Aos Jornalistas....
Somente a verdade
por Carlos Alberto di Franco
Arrogância, frivolidade e precipitação têm sido, na opinião de James Fallows, autor do afiado “Detonando a notícia” (Civilização Brasileira), o tempero de certas matérias da imprensa americana. A radiografia, direta e contundente, despertou reações iradas e aplausos entusiasmados. O fogo foi atiçado e promete não apagar. E é bom que seja assim. Afinal, a crítica, desde que honesta e desengajada, é a melhor forja da qualidade.

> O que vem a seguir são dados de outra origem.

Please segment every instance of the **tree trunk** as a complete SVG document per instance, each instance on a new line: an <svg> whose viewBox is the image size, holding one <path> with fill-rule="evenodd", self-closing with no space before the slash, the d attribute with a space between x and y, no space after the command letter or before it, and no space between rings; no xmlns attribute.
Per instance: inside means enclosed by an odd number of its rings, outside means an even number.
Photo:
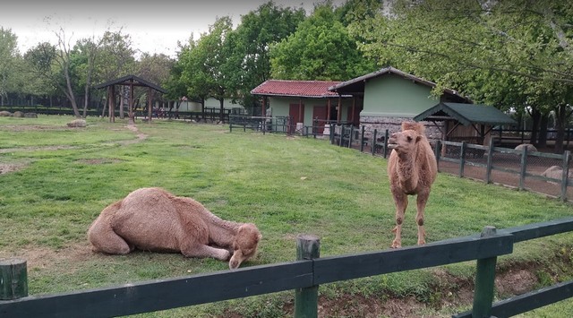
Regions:
<svg viewBox="0 0 573 318"><path fill-rule="evenodd" d="M539 121L541 119L541 112L536 109L536 108L533 108L531 110L531 112L529 113L529 115L531 116L531 119L533 120L533 125L531 126L531 137L529 138L529 143L533 144L533 145L536 145L537 144L537 131L539 129ZM525 127L524 127L525 129Z"/></svg>
<svg viewBox="0 0 573 318"><path fill-rule="evenodd" d="M547 147L547 125L549 123L549 114L543 114L539 121L538 148Z"/></svg>
<svg viewBox="0 0 573 318"><path fill-rule="evenodd" d="M121 90L119 90L119 118L124 119L125 116L124 116L124 86L121 86Z"/></svg>
<svg viewBox="0 0 573 318"><path fill-rule="evenodd" d="M555 148L553 150L555 153L563 153L566 120L567 107L564 104L560 104L555 109L555 129L557 129L557 138L555 139Z"/></svg>
<svg viewBox="0 0 573 318"><path fill-rule="evenodd" d="M219 112L219 122L220 123L224 123L225 122L225 99L221 98L220 99L218 99L219 105L220 105L220 108L218 110Z"/></svg>

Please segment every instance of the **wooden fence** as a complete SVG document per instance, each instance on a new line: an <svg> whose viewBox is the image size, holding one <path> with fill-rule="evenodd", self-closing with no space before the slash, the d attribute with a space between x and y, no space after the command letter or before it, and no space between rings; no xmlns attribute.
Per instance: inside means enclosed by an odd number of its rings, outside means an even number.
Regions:
<svg viewBox="0 0 573 318"><path fill-rule="evenodd" d="M330 142L341 147L358 149L372 155L387 158L389 131L374 130L371 138L364 136L363 127L333 126ZM482 146L468 142L437 141L434 152L440 172L471 177L485 183L498 183L559 197L567 201L573 197L573 181L569 176L570 151L563 154ZM557 166L559 176L543 176L544 170ZM504 177L499 176L504 175Z"/></svg>
<svg viewBox="0 0 573 318"><path fill-rule="evenodd" d="M3 265L0 299L13 300L0 300L0 316L128 315L295 289L295 316L317 317L321 284L476 260L473 308L455 317L507 317L573 297L573 280L492 304L497 256L511 254L517 242L569 231L573 218L499 231L486 227L481 235L423 246L324 258L318 238L299 236L295 262L54 295L13 295L27 290L14 286L26 279L13 278L13 266Z"/></svg>

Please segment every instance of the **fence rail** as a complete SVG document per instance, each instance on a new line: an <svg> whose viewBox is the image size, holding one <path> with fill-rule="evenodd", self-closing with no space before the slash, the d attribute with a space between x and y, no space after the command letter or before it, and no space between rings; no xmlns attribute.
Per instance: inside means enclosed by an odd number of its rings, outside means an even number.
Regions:
<svg viewBox="0 0 573 318"><path fill-rule="evenodd" d="M366 137L363 126L356 128L341 125L333 125L331 132L332 144L384 158L389 154L388 130L374 130L370 137ZM554 154L530 151L526 147L517 150L465 142L436 141L433 143L440 172L544 193L562 201L573 197L570 176L573 161L569 150ZM552 168L557 172L547 174L546 170Z"/></svg>
<svg viewBox="0 0 573 318"><path fill-rule="evenodd" d="M456 237L423 246L304 259L120 287L24 297L0 301L0 315L127 315L295 289L299 296L295 297L295 316L316 317L318 304L315 293L321 284L471 260L477 260L474 308L470 314L463 313L457 317L505 316L503 313L517 314L571 297L573 281L492 305L494 271L492 275L487 273L495 270L498 255L513 252L515 242L572 231L573 218L497 232L492 229L492 227L486 227L482 235ZM309 245L299 244L301 239L307 237L299 236L297 239L297 245ZM307 257L304 253L297 252L297 254L299 258ZM5 280L0 279L0 287ZM304 293L309 288L312 292ZM475 299L482 301L476 302ZM526 306L523 305L524 302Z"/></svg>

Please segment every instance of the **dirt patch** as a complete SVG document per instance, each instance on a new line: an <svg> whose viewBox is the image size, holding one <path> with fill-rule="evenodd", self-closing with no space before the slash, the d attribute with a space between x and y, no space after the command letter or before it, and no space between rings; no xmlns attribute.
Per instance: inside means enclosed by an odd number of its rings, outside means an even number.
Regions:
<svg viewBox="0 0 573 318"><path fill-rule="evenodd" d="M0 175L7 174L23 169L26 167L23 163L0 163Z"/></svg>
<svg viewBox="0 0 573 318"><path fill-rule="evenodd" d="M136 140L133 140L133 141L125 141L121 142L123 145L126 145L126 144L132 144L132 143L137 143L137 142L141 142L144 140L147 139L148 135L141 133L139 128L137 128L137 126L135 125L128 125L125 126L127 129L131 130L132 132L137 133L137 139Z"/></svg>
<svg viewBox="0 0 573 318"><path fill-rule="evenodd" d="M53 250L44 247L30 247L14 253L0 252L0 259L21 258L27 261L28 269L49 268L64 262L73 264L87 262L92 257L91 247L87 242L76 244L66 248Z"/></svg>
<svg viewBox="0 0 573 318"><path fill-rule="evenodd" d="M535 274L530 271L509 270L496 276L495 288L501 297L510 297L533 290L538 282Z"/></svg>
<svg viewBox="0 0 573 318"><path fill-rule="evenodd" d="M107 159L107 158L98 158L98 159L79 159L76 162L77 163L83 163L86 165L103 165L103 164L107 164L107 163L118 163L118 162L123 162L124 160L122 159Z"/></svg>
<svg viewBox="0 0 573 318"><path fill-rule="evenodd" d="M67 130L66 127L40 125L3 125L2 131L6 132L29 132L29 131L47 131L47 130Z"/></svg>

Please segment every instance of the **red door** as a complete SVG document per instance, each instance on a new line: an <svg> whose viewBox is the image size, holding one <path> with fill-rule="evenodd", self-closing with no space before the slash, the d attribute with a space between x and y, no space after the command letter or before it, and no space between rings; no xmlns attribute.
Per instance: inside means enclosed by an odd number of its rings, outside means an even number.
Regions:
<svg viewBox="0 0 573 318"><path fill-rule="evenodd" d="M314 120L318 119L318 123L316 123L317 126L312 130L316 129L316 133L322 134L324 131L324 125L327 123L327 111L326 106L315 106L312 107L312 125L315 125Z"/></svg>
<svg viewBox="0 0 573 318"><path fill-rule="evenodd" d="M291 122L288 125L288 133L293 133L296 130L296 123L303 123L304 120L304 105L290 104L288 116L291 117Z"/></svg>

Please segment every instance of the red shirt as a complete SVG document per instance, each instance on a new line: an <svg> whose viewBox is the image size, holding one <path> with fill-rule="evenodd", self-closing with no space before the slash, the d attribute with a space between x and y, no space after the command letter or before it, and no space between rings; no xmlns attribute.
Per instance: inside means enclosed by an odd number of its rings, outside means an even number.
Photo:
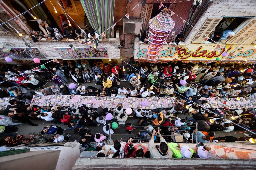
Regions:
<svg viewBox="0 0 256 170"><path fill-rule="evenodd" d="M111 69L111 70L112 71L112 73L114 73L114 74L116 76L117 75L117 74L118 74L119 73L119 71L118 70L119 70L119 67L118 66L116 66L116 69L115 69L114 67L112 67Z"/></svg>
<svg viewBox="0 0 256 170"><path fill-rule="evenodd" d="M193 74L193 73L191 72L189 74L189 78L188 78L188 79L187 80L188 81L189 81L190 82L192 82L193 81L193 80L195 79L195 78L196 77L196 75L194 75L194 76L193 76L192 75L192 74Z"/></svg>

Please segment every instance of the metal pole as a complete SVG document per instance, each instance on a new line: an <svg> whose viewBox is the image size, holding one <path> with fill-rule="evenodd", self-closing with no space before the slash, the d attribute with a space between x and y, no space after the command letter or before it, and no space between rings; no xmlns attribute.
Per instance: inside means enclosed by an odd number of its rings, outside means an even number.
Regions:
<svg viewBox="0 0 256 170"><path fill-rule="evenodd" d="M108 129L108 140L107 144L110 144L111 143L111 133L110 131L110 128L111 127L111 123L109 122L109 128Z"/></svg>
<svg viewBox="0 0 256 170"><path fill-rule="evenodd" d="M196 129L195 129L196 131L196 143L198 143L198 130L197 130L197 123L195 123L195 124L196 125Z"/></svg>

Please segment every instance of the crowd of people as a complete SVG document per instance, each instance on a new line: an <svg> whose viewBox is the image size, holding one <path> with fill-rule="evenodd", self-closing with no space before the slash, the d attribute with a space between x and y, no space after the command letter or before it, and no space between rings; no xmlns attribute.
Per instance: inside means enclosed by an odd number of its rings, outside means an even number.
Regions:
<svg viewBox="0 0 256 170"><path fill-rule="evenodd" d="M21 66L1 66L0 98L11 97L7 107L0 108L1 145L20 144L18 142L8 143L10 138L6 136L15 137L13 133L18 130L15 126L17 125L27 123L38 126L33 122L33 120L66 126L66 129L56 125L42 128L41 134L51 136L47 139L48 142L69 140L72 134L64 136L64 131L68 128L79 135L77 141L80 144L81 151L95 149L99 151L98 157L143 157L147 148L142 143L148 143L147 151L150 157L209 158L209 153L205 152L203 143L235 142L256 137L248 133L238 138L215 136L217 131L243 129L235 124L250 130L256 129L252 108L205 108L209 98L242 98L250 93L253 97L255 96L256 74L245 71L248 67L245 64L178 62L143 65L136 68L127 65L123 70L116 65L103 63L99 60L58 59L58 62L49 63L40 72L30 71L30 68ZM31 68L36 67L33 65ZM123 74L123 80L120 78ZM11 80L16 76L18 80ZM8 80L5 80L6 79ZM47 86L51 81L55 85ZM91 81L98 86L86 86ZM71 81L76 86L70 89L68 83ZM124 87L125 82L129 84L129 87ZM132 108L132 113L128 115L121 103L114 108L100 106L95 109L86 103L81 107L65 107L57 103L51 108L34 103L33 98L53 94L148 99L175 96L177 99L172 108L147 110L138 107ZM189 112L190 108L194 112ZM109 113L113 116L111 122L106 119ZM180 118L182 116L185 118ZM131 117L138 119L136 124L129 122ZM214 118L216 119L212 123L210 119ZM128 134L135 133L137 129L142 130L138 131L140 132L136 136L131 135L127 142L113 141L113 145L106 155L104 145L109 133L114 134L115 131L110 123L115 122L119 125L119 128L123 128ZM198 131L193 133L196 123ZM99 126L102 126L105 134L92 132L89 127ZM171 138L173 132L182 135L183 142L185 143L195 143L197 140L199 143L196 148L192 149L185 146L180 150L176 149L174 147L180 145ZM97 143L92 145L93 142ZM160 142L159 145L155 146L155 142ZM134 146L135 143L140 144ZM139 146L143 149L138 149Z"/></svg>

A síndrome, caro leitor, não é uma exclusividade do jornalismo daquele país. Trata-se de um problema universal. Também nosso. Reconhecê-lo é importante. Superá-lo, um dever. Fallows questiona, por exemplo, a aspiração de exercer um contrapoder que está na base de inúmeras pautas. A investigação jornalística não brota sempre da dúvida sensata, da interrogação inteligente. Nasce, freqüentemente, de uma enxurrada de preconceitos.
O jornalista suspicaz é sempre um mau repórter. Não sabe, como sublinha Carl Bernstein, que “o importante é saber escutar”. Esquece, ofuscado pela arrogância, que as respostas são sempre mais importantes que as perguntas. De fato, “a grande surpresa no jornalismo de qualidade é descobrir que quase nunca uma história corresponde àquilo que imaginávamos”, conclui Bernstein.
O bom repórter ilumina a cena, o jornalista preconceituoso constrói a história. A distorção, no entanto, escapa à perspicácia do leitor médio. Daí a gravidade do dolo. Na verdade, a batalha da isenção enfrenta a sabotagem da manipulação deliberada, da preguiça profissional e da incompetência arrogante. Todos os manuais de redação consagram a necessidade de ouvir os dois lados de um mesmo assunto. Mas alguns procedimentos transformam um princípio irretocável numa grande deformação.
A apuração de faz-de-conta representa uma das maiores agressões à imprensa de qualidade. Matérias previamente decididas em guetos sectários buscam a cumplicidade da imparcialidade aparente. A decisão de ouvir o outro lado não é sincera, não se apóia na busca da verdade. É um artifício que transmite um simulacro de isenção, uma ficção de imparcialidade. O assalto à verdade culmina com uma estratégia exemplar: a repercussão seletiva. O pluralismo de fachada, hermético e dogmático, convoca pretensos especialistas para declarar o que o repórter quer ouvir. Personalidades entrevistadas avalizam a “seriedade” da matéria. Mata-se a reportagem. Cria-se a versão.
Um bom jornal, por óbvio, não pode ficar refém do mercado. Precisa, freqüentemente, tornar interessante o que é realmente importante. Mas um jornal de qualidade não pode viver de costas para o leitor. Os jornalistas precisam escrever para os leitores e não para os colegas. O jornal precisa ter a sábia humildade de moldar o seu conceito de informação, ajustando-o às autênticas necessidades do público a que se dirige. Quando jornalistas e editores, isolados do mundo real, não vão à luta, as redações se convertem em centros de simples processamento de informação pasteurizada. Falta vida. E o leitor percebe.
A precipitação é outro vírus que ameaça a qualidade informativa. A manchete de impacto, oposta ao fato ou fora do contexto da matéria, transmite ao leitor o desconforto de um logro, uma indisfarçável sensação de engajamento. Repórteres carentes de informação especializada e de documentação apropriada acabam implodindo a notícia. Sobra declaração leviana, mas falta apuração rigorosa. A incompetência impune foge dos bancos de dados. Confunde milhão com bilhão. E la nave và .
A superficialidade e a submissão à ditadura dos modismos estão na outra ponta do problema. Vivemos sob o domínio do politicamente correto e sucumbimos à tirania do inconsistente. Para fazer bom jornalismo, basta buscar a verdade. Sinceramente. E nada mais.
CARLOS ALBERTO DI FRANCO é diretor do Master em Jornalismo para Editores.